Em 2001, as mesmas crianças avaliadas por Valença participaram de um estudo de intervenção comunitária cujo intuito era ampliar a duração do aleitamento materno exclusivo. Coordenada pela pediatra Sônia Bechara Coutinho durante seu doutorado em nutrição pela UFPE, a pesquisa acompanhou as crianças desde o nascimento até o primeiro ano de vida, com a coleta de dados sobre o perfil alimentar.
     Valença reexaminou esses dados seis anos depois a fim de avaliar a influência da amamentação na saúde bucal das crianças. “Os dados mostraram que o aleitamento exclusivo ou predominante realizado durante os seis primeiros meses de vida não influenciou na ocorrência e gravidade da cárie aos seis anos de idade”, afirma a pesquisadora.
Além dos aspectos socioeconômicos, outros fatores como a prática da higiene bucal e o consumo de açúcar mostraram-se influentes no caso de problemas dentários.

Políticas mais abrangentes

     De acordo com o levantamento de 2010 do Ministério da Saúde, crianças com 12 anos, idade em que geralmente se completa a formação dentária do indivíduo, apresentam, em média, 2,1 dentes cariados, perdidos ou obturados. Em 2003, essa média era de 2,8.

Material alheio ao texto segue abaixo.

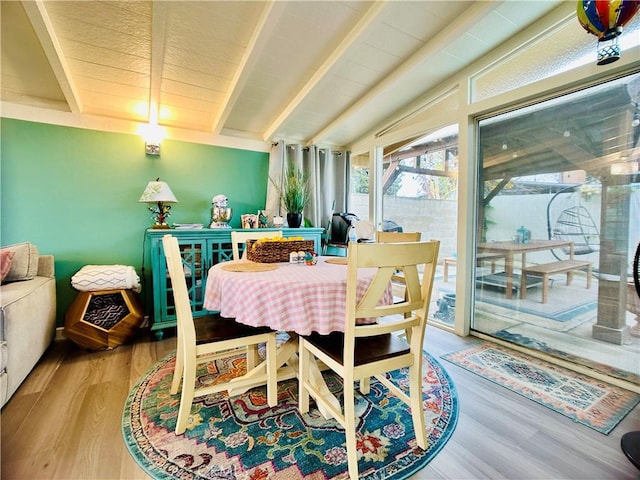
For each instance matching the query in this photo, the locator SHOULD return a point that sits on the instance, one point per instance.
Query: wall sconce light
(153, 135)
(159, 194)
(152, 148)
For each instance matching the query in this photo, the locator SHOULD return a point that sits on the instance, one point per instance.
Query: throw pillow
(24, 265)
(6, 258)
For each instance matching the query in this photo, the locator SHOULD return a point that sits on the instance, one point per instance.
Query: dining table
(509, 249)
(292, 298)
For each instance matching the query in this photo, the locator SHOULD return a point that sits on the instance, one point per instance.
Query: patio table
(509, 249)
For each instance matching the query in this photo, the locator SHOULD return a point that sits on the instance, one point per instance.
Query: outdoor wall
(436, 219)
(74, 192)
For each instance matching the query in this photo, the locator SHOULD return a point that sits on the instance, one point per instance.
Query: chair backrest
(341, 224)
(182, 303)
(395, 237)
(242, 237)
(418, 262)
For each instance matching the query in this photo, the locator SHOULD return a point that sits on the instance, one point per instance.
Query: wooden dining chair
(363, 351)
(207, 338)
(242, 237)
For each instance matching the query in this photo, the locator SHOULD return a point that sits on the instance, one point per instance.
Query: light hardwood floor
(65, 423)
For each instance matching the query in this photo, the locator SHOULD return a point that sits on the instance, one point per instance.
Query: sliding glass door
(558, 222)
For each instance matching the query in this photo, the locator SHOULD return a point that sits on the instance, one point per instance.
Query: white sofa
(27, 318)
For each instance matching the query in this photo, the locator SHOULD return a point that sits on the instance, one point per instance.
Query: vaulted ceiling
(323, 72)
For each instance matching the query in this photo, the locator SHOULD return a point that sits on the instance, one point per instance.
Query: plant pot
(294, 220)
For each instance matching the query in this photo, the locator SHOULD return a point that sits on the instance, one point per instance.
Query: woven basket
(273, 252)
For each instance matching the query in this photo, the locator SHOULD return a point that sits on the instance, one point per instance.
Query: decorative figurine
(220, 213)
(263, 219)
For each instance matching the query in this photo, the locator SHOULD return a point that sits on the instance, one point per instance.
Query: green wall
(74, 192)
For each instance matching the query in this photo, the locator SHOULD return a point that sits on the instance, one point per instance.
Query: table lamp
(159, 194)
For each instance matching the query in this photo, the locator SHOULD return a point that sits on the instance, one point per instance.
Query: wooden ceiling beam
(354, 34)
(43, 28)
(265, 27)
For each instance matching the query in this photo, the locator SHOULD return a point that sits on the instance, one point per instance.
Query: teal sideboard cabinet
(200, 249)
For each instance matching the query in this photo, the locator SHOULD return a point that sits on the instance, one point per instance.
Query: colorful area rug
(242, 437)
(588, 401)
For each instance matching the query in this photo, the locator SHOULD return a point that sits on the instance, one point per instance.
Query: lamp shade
(158, 191)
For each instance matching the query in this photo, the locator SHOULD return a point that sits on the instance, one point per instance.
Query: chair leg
(304, 357)
(252, 356)
(365, 385)
(177, 371)
(272, 371)
(350, 427)
(417, 414)
(186, 398)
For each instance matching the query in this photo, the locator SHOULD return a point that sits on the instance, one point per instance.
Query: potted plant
(294, 193)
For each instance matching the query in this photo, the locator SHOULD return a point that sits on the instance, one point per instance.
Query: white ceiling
(323, 72)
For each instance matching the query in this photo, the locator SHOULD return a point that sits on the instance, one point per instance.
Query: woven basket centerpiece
(273, 250)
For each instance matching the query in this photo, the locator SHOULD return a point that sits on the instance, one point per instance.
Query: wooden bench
(546, 269)
(480, 257)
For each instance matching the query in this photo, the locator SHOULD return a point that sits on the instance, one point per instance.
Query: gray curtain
(328, 172)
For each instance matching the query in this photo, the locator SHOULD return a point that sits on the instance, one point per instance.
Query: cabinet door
(194, 264)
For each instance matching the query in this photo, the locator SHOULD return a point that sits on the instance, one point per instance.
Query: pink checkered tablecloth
(291, 298)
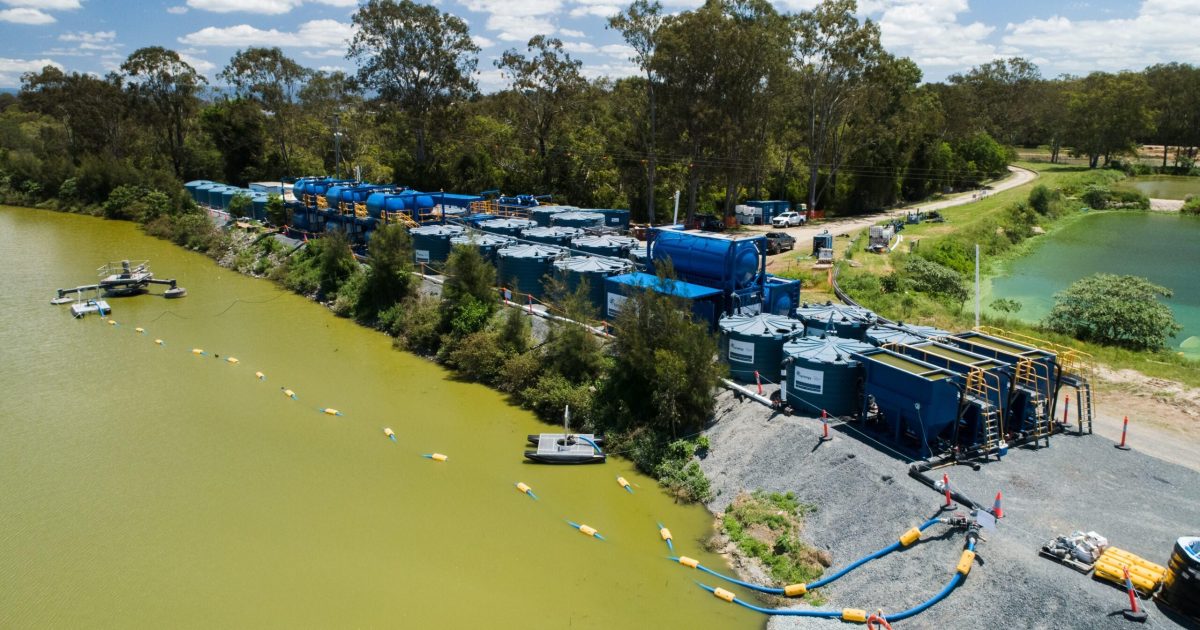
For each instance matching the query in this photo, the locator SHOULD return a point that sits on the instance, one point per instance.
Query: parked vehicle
(787, 220)
(779, 241)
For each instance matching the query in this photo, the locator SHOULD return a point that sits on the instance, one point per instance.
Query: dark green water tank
(822, 373)
(509, 227)
(575, 269)
(552, 235)
(486, 244)
(849, 322)
(521, 268)
(755, 343)
(605, 245)
(577, 220)
(431, 244)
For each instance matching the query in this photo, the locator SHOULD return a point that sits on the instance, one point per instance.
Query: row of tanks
(919, 389)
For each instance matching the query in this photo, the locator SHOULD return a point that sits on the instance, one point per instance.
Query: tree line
(733, 100)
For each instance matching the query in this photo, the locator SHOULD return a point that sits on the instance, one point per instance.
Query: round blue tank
(575, 270)
(486, 244)
(431, 244)
(552, 235)
(850, 322)
(509, 227)
(822, 373)
(715, 261)
(521, 268)
(755, 343)
(543, 214)
(605, 245)
(577, 220)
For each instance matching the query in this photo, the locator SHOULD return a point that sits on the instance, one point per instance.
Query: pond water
(1164, 186)
(1161, 246)
(149, 487)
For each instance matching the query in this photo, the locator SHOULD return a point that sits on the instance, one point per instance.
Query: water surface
(148, 487)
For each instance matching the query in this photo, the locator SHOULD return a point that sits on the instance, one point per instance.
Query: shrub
(1111, 310)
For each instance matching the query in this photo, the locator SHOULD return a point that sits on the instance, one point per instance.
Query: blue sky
(943, 36)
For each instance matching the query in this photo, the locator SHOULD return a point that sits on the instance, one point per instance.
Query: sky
(942, 36)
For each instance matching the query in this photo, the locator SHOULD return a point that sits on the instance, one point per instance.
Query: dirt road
(803, 235)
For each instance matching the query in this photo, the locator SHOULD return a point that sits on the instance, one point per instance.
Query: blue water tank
(719, 261)
(486, 244)
(522, 268)
(509, 227)
(577, 220)
(558, 235)
(431, 244)
(823, 373)
(576, 269)
(850, 322)
(755, 343)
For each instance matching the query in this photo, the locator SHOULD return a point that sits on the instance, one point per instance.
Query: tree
(167, 88)
(550, 85)
(1108, 113)
(390, 276)
(1113, 310)
(274, 79)
(468, 294)
(640, 24)
(417, 58)
(834, 57)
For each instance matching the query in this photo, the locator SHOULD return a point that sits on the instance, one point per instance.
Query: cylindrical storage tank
(521, 268)
(509, 227)
(574, 270)
(577, 220)
(755, 343)
(543, 214)
(431, 244)
(605, 245)
(1181, 588)
(822, 373)
(191, 186)
(551, 235)
(486, 244)
(849, 322)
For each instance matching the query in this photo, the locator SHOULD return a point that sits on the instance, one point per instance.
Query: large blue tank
(431, 244)
(822, 373)
(850, 322)
(751, 345)
(557, 235)
(575, 270)
(486, 244)
(724, 262)
(522, 268)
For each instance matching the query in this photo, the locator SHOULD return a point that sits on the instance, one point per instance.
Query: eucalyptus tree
(167, 89)
(417, 58)
(550, 88)
(640, 24)
(275, 81)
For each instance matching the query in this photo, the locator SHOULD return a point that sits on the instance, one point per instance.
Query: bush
(1111, 310)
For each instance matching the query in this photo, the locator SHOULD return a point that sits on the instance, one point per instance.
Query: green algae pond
(147, 486)
(1161, 246)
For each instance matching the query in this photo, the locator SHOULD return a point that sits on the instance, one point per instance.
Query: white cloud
(315, 34)
(12, 69)
(27, 16)
(1162, 30)
(268, 7)
(46, 5)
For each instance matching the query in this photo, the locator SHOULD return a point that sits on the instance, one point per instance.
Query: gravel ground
(865, 499)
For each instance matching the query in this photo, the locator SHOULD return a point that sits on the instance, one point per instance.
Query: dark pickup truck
(779, 241)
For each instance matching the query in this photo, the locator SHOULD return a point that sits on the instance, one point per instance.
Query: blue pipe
(823, 581)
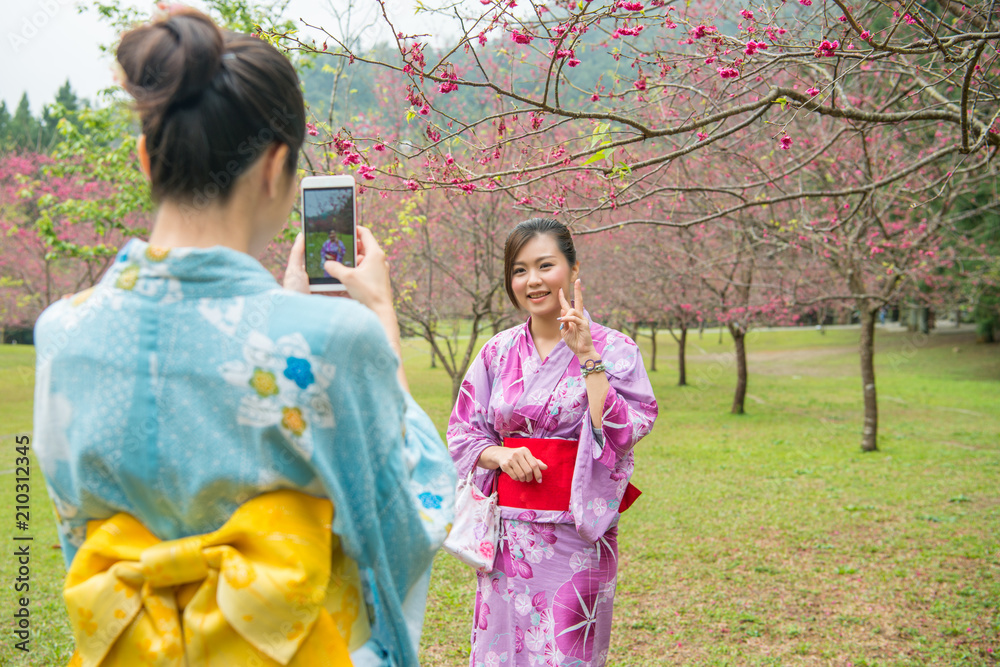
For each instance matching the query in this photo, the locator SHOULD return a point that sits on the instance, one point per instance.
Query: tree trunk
(652, 337)
(741, 369)
(866, 344)
(681, 357)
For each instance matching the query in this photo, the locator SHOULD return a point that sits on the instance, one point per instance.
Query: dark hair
(210, 102)
(524, 232)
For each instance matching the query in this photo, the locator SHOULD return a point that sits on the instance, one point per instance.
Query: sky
(45, 42)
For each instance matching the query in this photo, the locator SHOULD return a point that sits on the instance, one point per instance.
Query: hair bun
(170, 62)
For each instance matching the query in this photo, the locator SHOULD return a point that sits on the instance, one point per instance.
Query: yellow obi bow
(271, 587)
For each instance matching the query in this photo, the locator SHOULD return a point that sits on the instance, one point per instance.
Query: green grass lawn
(763, 539)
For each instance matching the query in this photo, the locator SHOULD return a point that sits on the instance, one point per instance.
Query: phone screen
(329, 230)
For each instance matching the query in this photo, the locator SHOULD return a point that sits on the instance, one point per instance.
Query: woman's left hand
(295, 272)
(575, 327)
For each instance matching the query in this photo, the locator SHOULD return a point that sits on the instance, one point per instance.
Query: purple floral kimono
(550, 597)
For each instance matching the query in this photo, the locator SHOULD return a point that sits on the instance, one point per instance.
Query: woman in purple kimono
(550, 411)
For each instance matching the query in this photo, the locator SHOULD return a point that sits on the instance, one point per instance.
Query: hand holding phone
(368, 283)
(329, 226)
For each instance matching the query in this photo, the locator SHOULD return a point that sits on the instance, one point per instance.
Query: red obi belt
(553, 492)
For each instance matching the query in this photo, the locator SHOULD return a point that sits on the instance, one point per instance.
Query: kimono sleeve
(389, 474)
(630, 407)
(469, 429)
(603, 468)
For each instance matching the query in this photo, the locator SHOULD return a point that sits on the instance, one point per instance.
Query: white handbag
(474, 533)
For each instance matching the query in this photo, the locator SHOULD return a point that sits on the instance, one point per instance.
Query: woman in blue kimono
(239, 472)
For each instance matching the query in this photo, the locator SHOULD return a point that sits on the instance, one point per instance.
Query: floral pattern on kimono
(187, 382)
(550, 598)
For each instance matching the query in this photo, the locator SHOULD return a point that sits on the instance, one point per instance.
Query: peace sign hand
(575, 327)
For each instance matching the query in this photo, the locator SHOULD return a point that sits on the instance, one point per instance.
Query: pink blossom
(701, 31)
(827, 49)
(449, 85)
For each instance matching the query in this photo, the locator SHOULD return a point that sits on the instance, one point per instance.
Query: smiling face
(539, 270)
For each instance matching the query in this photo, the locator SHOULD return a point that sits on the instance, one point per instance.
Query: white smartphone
(329, 222)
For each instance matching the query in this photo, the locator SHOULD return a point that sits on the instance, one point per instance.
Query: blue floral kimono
(188, 382)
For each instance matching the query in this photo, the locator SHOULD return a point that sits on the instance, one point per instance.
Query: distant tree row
(21, 131)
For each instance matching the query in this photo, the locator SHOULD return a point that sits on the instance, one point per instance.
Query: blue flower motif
(299, 371)
(430, 500)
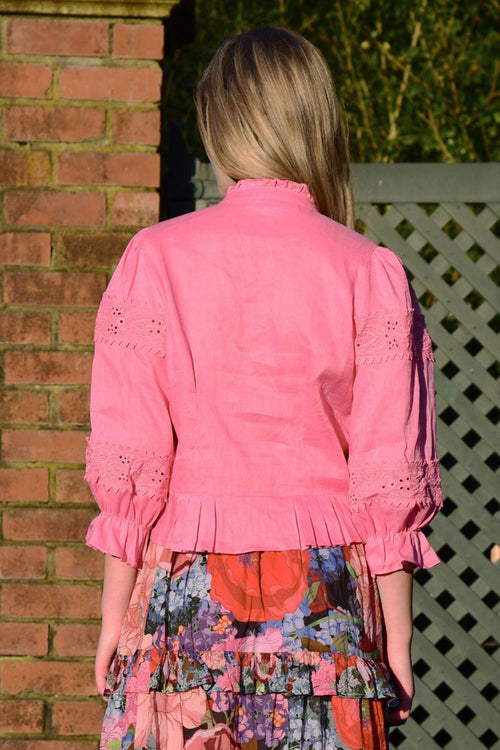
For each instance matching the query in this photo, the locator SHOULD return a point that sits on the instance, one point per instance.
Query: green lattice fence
(443, 220)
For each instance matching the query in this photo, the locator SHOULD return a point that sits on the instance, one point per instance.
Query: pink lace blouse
(262, 379)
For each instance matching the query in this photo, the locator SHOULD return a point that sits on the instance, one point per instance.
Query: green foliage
(418, 78)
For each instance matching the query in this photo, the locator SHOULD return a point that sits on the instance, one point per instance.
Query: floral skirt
(252, 651)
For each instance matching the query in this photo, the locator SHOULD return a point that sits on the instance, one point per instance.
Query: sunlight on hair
(267, 107)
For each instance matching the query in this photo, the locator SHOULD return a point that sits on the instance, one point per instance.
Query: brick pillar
(79, 137)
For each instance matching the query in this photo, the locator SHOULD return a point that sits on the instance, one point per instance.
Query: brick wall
(78, 158)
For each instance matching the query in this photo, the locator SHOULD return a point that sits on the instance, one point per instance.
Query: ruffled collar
(260, 184)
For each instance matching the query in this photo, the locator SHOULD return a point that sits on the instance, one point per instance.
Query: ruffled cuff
(119, 537)
(389, 553)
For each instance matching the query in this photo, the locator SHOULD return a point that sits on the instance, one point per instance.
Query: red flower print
(359, 723)
(259, 586)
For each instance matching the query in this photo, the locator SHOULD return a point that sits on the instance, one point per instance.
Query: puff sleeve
(130, 449)
(393, 469)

     “O Brasil melhorou muito com sua primeira política pública de saúde bucal, o Brasil Sorridente, mas precisa ampliá-la para chegar mais perto do público infantil, uma faixa etária que sofre muito com problemas dentários”, diz Valença.
     “A política pública tem que entrar no núcleo familiar e atuar com foco no contexto social em que a criança está inserida”
Para mudar esse quadro, a pesquisadora defende assistência às mães desde o nascimento da criança e estratégias de saúde bucal que contemplem a melhoria dos indicadores socioeconômicos, a promoção do aleitamento materno e hábitos saudáveis de alimentação e de higiene bucal, acesso à informação e educação.
     “A política pública tem que entrar no núcleo familiar e atuar com foco no contexto social em que a criança está inserida”, conclui.